Es muss auch nicht unbedingt der ganze Layer "versteckt" werden, mir reicht auch ein Index (FRAME_CONTENT_LAYER +1) samt Inhalt.


----------



## byte (30. Jun 2009)

Du kannst Dir alle Komponenten eines Layers holen mit JLayeredPane#getComponentsInLayer(int) und diese dann mit Component#setVisible(boolean) unsichtbar machen.


----------



## javaianer (30. Jun 2009)

Edit: Allgemein, wie macht man das was es fast in jdem Spiel gibt die Ansicht wechseln (Spielfeld <-> Optionen) hin und her?!

Wow, super Forum!

Klappt wunderbar, aber anscheinend für meine Sache zu umständlich.

Also es soll so sein:
Ein Anwendungsfenster (JFrame, wegen Titelleiste und Symbol in Taskleiste) soll erstmal in einem Container (bisher JPANEL mit JLabell) ein Spielfeld sein, da sich hier städig was bewegt, darf dieses JPanel nicht im folgenden neu augebaut werden, sondern es muss immer das gleiche angezeigt werden. So wenn nun der Benutzer auf einen Button klickt soll ein neuer Container (bisher JPanel) angezeigt werden, alles in diesem soll das JLabel verdecken. Wenn aber nun der Benutzer auf zurück zum Spielfeld klcikt, soll halt das neue JPanel verschwinden (das darf zerstört werden) und das Spielfeld wieder angezeigt werden.
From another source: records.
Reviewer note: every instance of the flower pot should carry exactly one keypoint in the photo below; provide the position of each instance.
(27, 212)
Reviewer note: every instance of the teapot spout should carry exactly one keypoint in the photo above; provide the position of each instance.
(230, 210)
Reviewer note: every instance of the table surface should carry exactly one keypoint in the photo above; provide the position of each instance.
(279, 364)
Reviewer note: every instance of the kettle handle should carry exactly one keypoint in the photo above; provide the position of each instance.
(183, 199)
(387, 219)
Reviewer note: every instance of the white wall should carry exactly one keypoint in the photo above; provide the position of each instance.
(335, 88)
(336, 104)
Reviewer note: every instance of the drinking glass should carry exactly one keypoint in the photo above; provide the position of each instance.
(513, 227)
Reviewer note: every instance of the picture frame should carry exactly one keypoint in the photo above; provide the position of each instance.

Kurz gesagt, wie es in jedem Spiel ist. (Spielfeld und Optionen-Bildschirm);

Zusatz: ich brauch JLayeredPane, wegen Hintergrundbild.

Also das von dir geschriebene funktioniert, aber da ich mit bis zu 3 Layern arbeite, ist das sehr umständlich alles erst zu verstecken und dann wieder anzuzeigen, ich glaube ich werde statt mit JPanels einfach mit JWindow arbeiten. Diese sind nicht in der Taskleiste zu sehen, sind nicht verschiebbar und haben eine eigene JLayeredPane.

Aber wenn man dann das JFrame verschiebt, verschiebt sich dann das JWindow mit? Das ist mir wichtig. Oder kann ich auch JInternalFrame undecorated setzen (setUndecorated() habe ich nciht hier für gefunden)?

Oder reicht es aus das Spielfeld als Singleton zu entwerfen?


----------



## byte (30. Jun 2009)

Wenn sowieso immer nur eine Ebene gleichzeitig angezeigt wird, dann guck Dir mal das CardLayout an.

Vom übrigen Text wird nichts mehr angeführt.